27.04.09 – REVISE

DISCOURS DE MONSIEUR LLUÍS MARIA DE PUIG,

PRÉSIDENT DE L’ASSEMBLÉE PARLEMENTAIRE,

A L’ OCCASION DU 60EME ANNIVERSAIRE DU CONSEIL DE L’EUROPE

(Strasbourg, 27 avril 2009, 12h45, hemicycle)


Chers collègues, chers amis,

Comme Paul-Henri Spaak le disait dans le film que nous venons de voir, peut-être fallait-il un brin de folie à ces grands hommes qui, il y a 60 ans, à l’issue de la guerre la plus meurtrière de l’histoire de l’humanité, ont juré de faire disparaître ce cauchemar et de lui substituer un beau rêve – celui d’une Europe unie.

Ils ne se sont pas arrêtés à la rêverie, mais ont tout mis en ouvre pour transformer le rêve en réalité. D’autres ont pris la relève et petit à petit, brique par brique, ils ont construit ce que nous avons l’habitude d’appeler maintenant la grande maison européenne.

Cette maison, qui abrite la grande famille européenne, c’est le Conseil de l’Europe.

En célébrant son 60-ème anniversaire, pouvons-nous dire le cœur net que le rêve est devenu réalité ?

Nous avons de bonnes raisons de répondre par l’affirmative. Rassembler tous les pays d’un continent, aux histoires, cultures, langues et expériences aussi diverses que possible autour d’idéaux et principes communs : c’est le projet politique le plus courageux et sophistiqué que l’histoire ait jamais connu.
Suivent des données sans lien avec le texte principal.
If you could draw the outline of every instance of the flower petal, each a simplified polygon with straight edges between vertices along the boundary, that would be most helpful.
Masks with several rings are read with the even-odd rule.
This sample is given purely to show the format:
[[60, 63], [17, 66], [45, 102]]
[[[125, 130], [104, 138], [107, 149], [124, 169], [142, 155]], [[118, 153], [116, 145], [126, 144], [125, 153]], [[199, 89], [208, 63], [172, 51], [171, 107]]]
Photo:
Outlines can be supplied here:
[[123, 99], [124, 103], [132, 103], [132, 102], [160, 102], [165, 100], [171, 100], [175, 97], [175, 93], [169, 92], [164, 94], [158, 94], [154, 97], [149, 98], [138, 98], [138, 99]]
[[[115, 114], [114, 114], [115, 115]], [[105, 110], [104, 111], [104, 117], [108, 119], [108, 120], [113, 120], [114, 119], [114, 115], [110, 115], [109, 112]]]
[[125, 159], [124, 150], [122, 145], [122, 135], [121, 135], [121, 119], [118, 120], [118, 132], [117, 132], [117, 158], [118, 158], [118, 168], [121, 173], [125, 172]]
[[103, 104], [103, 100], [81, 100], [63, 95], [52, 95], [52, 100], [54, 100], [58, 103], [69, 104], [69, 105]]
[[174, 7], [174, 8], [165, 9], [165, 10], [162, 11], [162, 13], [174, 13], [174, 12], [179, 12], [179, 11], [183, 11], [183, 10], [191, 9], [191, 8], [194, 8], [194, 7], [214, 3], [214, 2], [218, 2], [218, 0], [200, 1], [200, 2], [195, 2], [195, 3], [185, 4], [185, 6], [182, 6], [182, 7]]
Le rôle que le Conseil de l’Europe joue non seulement en Europe, mais aussi à l’échelle mondiale, est surtout celui de démontrer que la sécurité et le bien-être des gens ne sont pas juste une question de défense et de marché. La viabilité de l’organisation pendant ces 60 années est la preuve que les piliers de toute société au visage humain sont la démocratie, les droits de l’homme et l’Etat de droit. Par son action, le Conseil de l’Europe a ébranlé les théories qui dominaient la vie politique pendant des siècles, à savoir qu’il y avait des peuples, des cultures et des conditions socio-économiques qui étaient prédestinés à la démocratie et d’autres qui ne l’étaient pas. Aux essais d’exporter, d’implanter la démocratie ou même de l’imposer par des bombes, comme on l’a vu en Iraq, notre organisation a opposé une force tranquille mais puissante. Tous les jours, il cultive la démocratie à travers le continent par les méthodes du dialogue, la participation et la coopération. Il inspire aussi d’autres pays du monde qui croient en ces mêmes principes.

Le Conseil de l’Europe, c’est surtout une force morale. Elle s’exerce de multiples façons mais dans le même but : par les jugements de la Cour Européenne des Droits de l’Homme qui cette année fête ses 50 ans ; par le Comité des Ministres qui représente les gouvernements ; par l’institution de Commissaire aux Droits de l’Homme ; par la Commission de Venise ou le Centre de Jeunesse pour n’en citer que quelques-uns ; et, bien sûr, par cette Assemblée qui représente la voix de 800 millions d’Européens par la biais de leurs élus.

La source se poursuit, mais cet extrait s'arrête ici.